[R] summary[["r.squared"]] gives strange results

Wed Dec 7 12:07:47 CET 2005

Felix Flory wrote:
> I am simulating an ANOVA model and get a strange behavior from the
> summary function. To be more specific: please run the following code
> and see for yourself: the summary()[["r.squared"]] values of two
> identical models are quite different!!
> 
> ## 3 x 3 ANOVA of two factors x and z on outcome y
> s.size <- 300 # the sample size
> p.z <- c(0.25, 0.5, 0.25) # the probabilities of factor z
> ## probabilities of x given z
> p.x.z <- matrix(c(40/60, 20/120, 6/60,
>                   14/60, 80/120, 14/60,
>                    6/60, 20/120, 40/60), 3, 3, byrow = TRUE)
> ## the regression coefficients according to the model.matrix X, that
> ## is computed later
> beta <- c(140, -60, -50, -80, 120, 100, -40,  60,  50)/40
> ## the factor z and the factor x (in dependence of z)
> z <- x <- vector(mode = "integer", length = s.size)
> for(j in 1:s.size) {
>   z[j] <- sample(1:3, 1, prob = p.z)
>   x[j] <- sample(1:3, 1, prob = p.x.z[, z[j]])
> }
> ## constructing the model.matrix X
> zf <- factor(z)
> contrasts(zf) <- contr.treatment(nlevels(zf), base = 3)
> zm <- model.matrix(~ zf)
> xf <- factor(x)
> contrasts(xf) <- contr.treatment(nlevels(xf), base = 3)
> xm <- model.matrix(~ xf)
> X <- cbind(zm, zm * xm[,2], zm * xm[,3])
> ## the outcome y
> y <- X %*% beta + rnorm(s.size, 0, 4)
> ## the two linear models 
> lm.v1 <- lm(y ~ X -1)
> lm.v2 <- lm(y ~ zf * xf)
> ## which are equivalent
> anova(lm.v1, lm.v2)
> print(sd(model.matrix(lm.v1) %*% coef(lm.v1))^2 / sd(y)^2) - 
>   print(sd(model.matrix(lm.v2) %*% coef(lm.v2))^2 / sd(y)^2)
> ## so far everything is fine but why are the following r.squared
> ## values quite different?
> print(summary(lm.v1)[["r.squared"]]) -
>   print(summary(lm.v2)[["r.squared"]])
> 

Hi, Felix,

The first model fits your data without an intercept and thus has a 
different formula of R^2. The justification should be in any intro 
regression text.
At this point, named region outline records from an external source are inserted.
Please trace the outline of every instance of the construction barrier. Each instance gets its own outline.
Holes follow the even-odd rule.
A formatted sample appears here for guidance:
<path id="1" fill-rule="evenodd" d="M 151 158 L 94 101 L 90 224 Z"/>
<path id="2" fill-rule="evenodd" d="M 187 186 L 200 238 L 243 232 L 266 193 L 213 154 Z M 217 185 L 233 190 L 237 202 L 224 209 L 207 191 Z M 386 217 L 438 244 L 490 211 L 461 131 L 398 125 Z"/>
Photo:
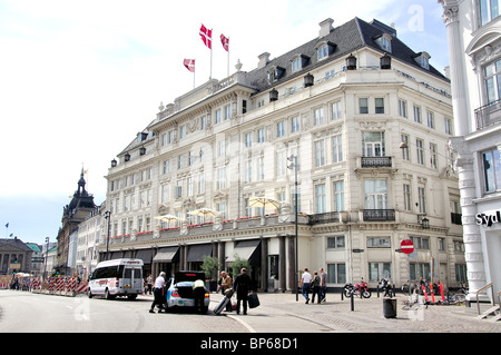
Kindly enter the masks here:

Here is the relevant snippet from summary.lm:

         mss <- if (attr(z$terms, "intercept"))
             sum((f - mean(f))^2)
         else sum(f^2)
         rss <- sum(r^2)
         <snip>
         ans$r.squared <- mss/(mss + rss)

Try the following to see a direct comparison of the two methods:

lm.v1 <- lm(y ~ X - 1)
lm.v2 <- lm(y ~ zf * xf)
lm.v3 <- lm(y ~ X[, -1])

summary(lm.v1)$r.squared
summary(lm.v2)$r.squared
summary(lm.v3)$r.squared

HTH,

--sundar